2 - Les mutuelles sont toujours aussi généreuses

Un coup d'oeil sur les meilleures performances suffit à s'en rendre compte : les mutuelles d'assurance font maintenant la course en tête en matière de rendement. Avec des taux qui sont souvent situés au dessus de 4 %, elles dament le pion de tous les intervenants, à l'exception des nouveaux fonds en euros (lire plus loin).

« Nous n'avons pas de capital ni d'actionnaire à rémunérer, c'est une vraie différence », constate Marcel Khan, à la Macsf. Les assurés récupèrent donc une partie des gains qui reviennent habituellement aux actionnaires. Mais c'est surtout leur forte solvabilité qui fait la différence : dotées de capitaux propres souvent très conséquents, elles s'autorisent une gestion plus diversifiée et dynamique de leurs actifs. Laquelle est souvent payante. A la Macsf, 15 % du portefeuille est par exemple consacré aux obligations convertibles. À la Maaf, le bon taux 2010 est en partie le fruit de la réalisation de plus values latentes sur actions et convertibles achetées au creux du marché en 2008 et 2009 : « Cela nous permis de dégager 0,7 % de rendement supplémentaire, dont 0,3 % ont été mis en réserve », explique Fabrice Gilbert. Des réserves qui représentent ici 1,8 % des capitaux gérés. De quoi améliorer l'ordinaire dans les prochaines années...

Seule la Macif fait figure d'exception dans ce concert, avec 2,85 % sur son principal contrat. À sa décharge, il ne supporte aucun frais d'entrée et il est vendu comme un produit très liquide.
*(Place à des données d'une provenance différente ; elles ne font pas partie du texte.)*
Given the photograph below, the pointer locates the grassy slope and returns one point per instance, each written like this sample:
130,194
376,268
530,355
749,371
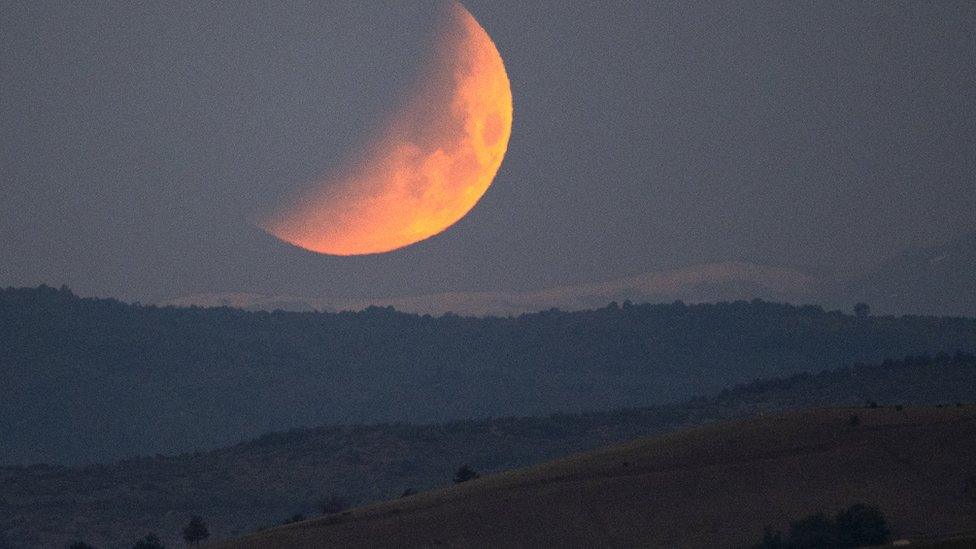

3 - Les contrats des associations d'épargnants rentrent dans le rang

Longtemps au firmament des rendements, les contrats des associations indépendantes d'épargnants ne se distinguent plus de leurs concurrents. C'est le cas de son plus emblématique représentant, l'Afer, géré par Aviva Vie, dont le taux de 3,52 % reste supérieur à la moyenne, mais il se retrouve bien au-dessous des premiers de la classe. L'Agipi, dont les fonds sont pilotés par Axa, a fait un peu mieux avec 3,70 %. Le Gaipare a distribué 3,83 % dans son fonds en euros estampillé Allianz.

Seule la Fapès a finalement réussi à sauver le seuil symbolique des 4 % pour ses contrats Épargne Retraite 1 et 2, gérés également avec Allianz. Après 4,05 % en 2009, c'est l'un de ceux qui résistent le mieux, en partie grâce à une poche d'actions importante, qui pèse 13 % de l'actif et qui fait l'objet d'une gestion dynamique. « Pour nous, une gestion en bon père de famille n'est pas synonyme de gestion à la papa », justifie Didier Brochard, son directeur général.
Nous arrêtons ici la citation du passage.